Another moonlight
「…オマエさ…ホントは昔からずっとリュウが好きなんだろ?」

「え?なんでそれ…?!」

「自分で言ったことも覚えてねぇのかよ。」

どんなに好きでも、ずっとそばにいても、ユキが自分を好きになることなどない。

アキラは自分ばかりが胸を痛めていることが、急に虚しくなった。

大人の男になった今も現実から目をそらして、若かったあの日と同じようにユキとの関係を守ってきた。

だけど本当は、臆病な自分を守りたかっただけなのかも知れない。

(オレもユキも、もうあの頃みたいなガキじゃねぇ…。

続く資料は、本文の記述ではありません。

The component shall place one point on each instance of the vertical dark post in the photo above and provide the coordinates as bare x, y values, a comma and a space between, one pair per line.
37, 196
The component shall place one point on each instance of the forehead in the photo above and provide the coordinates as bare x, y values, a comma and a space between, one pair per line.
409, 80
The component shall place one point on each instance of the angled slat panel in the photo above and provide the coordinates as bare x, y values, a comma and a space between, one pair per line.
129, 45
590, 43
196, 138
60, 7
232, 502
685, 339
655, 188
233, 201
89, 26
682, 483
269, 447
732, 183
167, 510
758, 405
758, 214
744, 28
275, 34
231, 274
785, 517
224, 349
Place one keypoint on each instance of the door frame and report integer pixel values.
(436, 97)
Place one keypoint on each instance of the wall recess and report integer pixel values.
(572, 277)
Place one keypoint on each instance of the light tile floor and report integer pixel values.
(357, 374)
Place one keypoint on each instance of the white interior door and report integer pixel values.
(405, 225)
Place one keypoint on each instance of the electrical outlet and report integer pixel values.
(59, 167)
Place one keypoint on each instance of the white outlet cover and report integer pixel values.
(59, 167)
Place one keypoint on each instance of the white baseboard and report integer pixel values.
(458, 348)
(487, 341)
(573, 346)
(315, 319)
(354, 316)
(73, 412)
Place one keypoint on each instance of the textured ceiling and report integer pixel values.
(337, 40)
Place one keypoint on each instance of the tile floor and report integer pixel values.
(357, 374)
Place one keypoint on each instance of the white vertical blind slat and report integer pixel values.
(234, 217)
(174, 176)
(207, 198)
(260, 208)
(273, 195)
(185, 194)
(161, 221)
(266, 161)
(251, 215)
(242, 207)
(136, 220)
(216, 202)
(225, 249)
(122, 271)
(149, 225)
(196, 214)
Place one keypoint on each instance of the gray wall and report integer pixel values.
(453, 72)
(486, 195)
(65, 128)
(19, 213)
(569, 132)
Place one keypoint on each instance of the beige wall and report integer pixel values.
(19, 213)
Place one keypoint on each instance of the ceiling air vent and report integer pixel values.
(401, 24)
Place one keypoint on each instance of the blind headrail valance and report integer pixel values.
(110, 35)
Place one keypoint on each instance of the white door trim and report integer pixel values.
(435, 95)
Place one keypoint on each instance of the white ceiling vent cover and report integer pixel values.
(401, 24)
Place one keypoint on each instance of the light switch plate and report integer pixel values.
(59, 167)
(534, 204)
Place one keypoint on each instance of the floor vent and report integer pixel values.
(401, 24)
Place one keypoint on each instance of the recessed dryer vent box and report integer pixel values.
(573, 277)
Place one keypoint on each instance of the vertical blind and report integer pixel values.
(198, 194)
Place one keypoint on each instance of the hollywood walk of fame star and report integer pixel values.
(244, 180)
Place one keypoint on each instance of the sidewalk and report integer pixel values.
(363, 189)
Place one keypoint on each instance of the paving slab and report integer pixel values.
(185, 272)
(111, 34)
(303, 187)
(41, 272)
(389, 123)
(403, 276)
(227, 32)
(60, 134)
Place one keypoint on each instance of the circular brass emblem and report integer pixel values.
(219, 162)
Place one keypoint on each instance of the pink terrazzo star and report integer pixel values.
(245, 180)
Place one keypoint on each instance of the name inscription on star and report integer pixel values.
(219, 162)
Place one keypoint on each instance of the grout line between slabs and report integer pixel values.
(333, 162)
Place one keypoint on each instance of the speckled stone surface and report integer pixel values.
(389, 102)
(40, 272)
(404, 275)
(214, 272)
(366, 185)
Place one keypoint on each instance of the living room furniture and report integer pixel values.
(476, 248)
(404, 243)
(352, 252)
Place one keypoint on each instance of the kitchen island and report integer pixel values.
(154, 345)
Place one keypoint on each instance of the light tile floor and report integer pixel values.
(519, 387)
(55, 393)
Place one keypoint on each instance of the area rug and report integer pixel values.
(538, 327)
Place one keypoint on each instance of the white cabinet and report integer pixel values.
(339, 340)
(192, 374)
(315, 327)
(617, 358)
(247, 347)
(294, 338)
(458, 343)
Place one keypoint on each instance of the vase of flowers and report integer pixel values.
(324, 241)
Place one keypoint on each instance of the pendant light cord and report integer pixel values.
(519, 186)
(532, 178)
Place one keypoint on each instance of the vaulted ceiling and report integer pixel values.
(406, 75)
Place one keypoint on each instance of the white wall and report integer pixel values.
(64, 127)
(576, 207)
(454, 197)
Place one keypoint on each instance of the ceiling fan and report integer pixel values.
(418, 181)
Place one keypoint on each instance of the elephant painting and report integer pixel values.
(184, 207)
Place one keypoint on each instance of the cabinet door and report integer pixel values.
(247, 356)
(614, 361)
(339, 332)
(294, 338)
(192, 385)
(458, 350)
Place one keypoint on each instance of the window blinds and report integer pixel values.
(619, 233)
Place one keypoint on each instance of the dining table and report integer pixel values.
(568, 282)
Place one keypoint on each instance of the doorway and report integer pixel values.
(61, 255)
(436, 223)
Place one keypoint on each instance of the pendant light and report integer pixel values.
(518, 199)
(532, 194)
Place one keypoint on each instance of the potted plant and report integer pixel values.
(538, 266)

友達でいいなんてホントは思ってねぇくせに…!こんなバカげたことはもうやめちまえ…!)

アキラは何も言わずうつむいて、ただ強く拳を握りしめている。

ユキはアキラの言葉の意味も、自分が涙を流していた理由もわからず困惑している。

「アキ…?」

ユキがアキラの顔を覗き込んだ瞬間、アキラはユキの体を強く抱きしめ、頭を引き寄せて強引に唇を塞いだ。

「んんっ?!」

ユキはアキラの腕の中で身をよじり、必死で抵抗している。

アキラはユキを逃がさないようにしっかりと抱きしめ、唇をこじ開けて激しく舌を絡めた。

(好きだ…。オレだって…オマエのこと、ずっと好きだった…。)

こんな一方的で強引なキスなど望んでいなかった。

遠い昔に思い描いていたおぼろげな夢の中の自分はいつも、ユキを優しく抱きしめて、甘いキスをして、二人で幸せそうに笑っていた。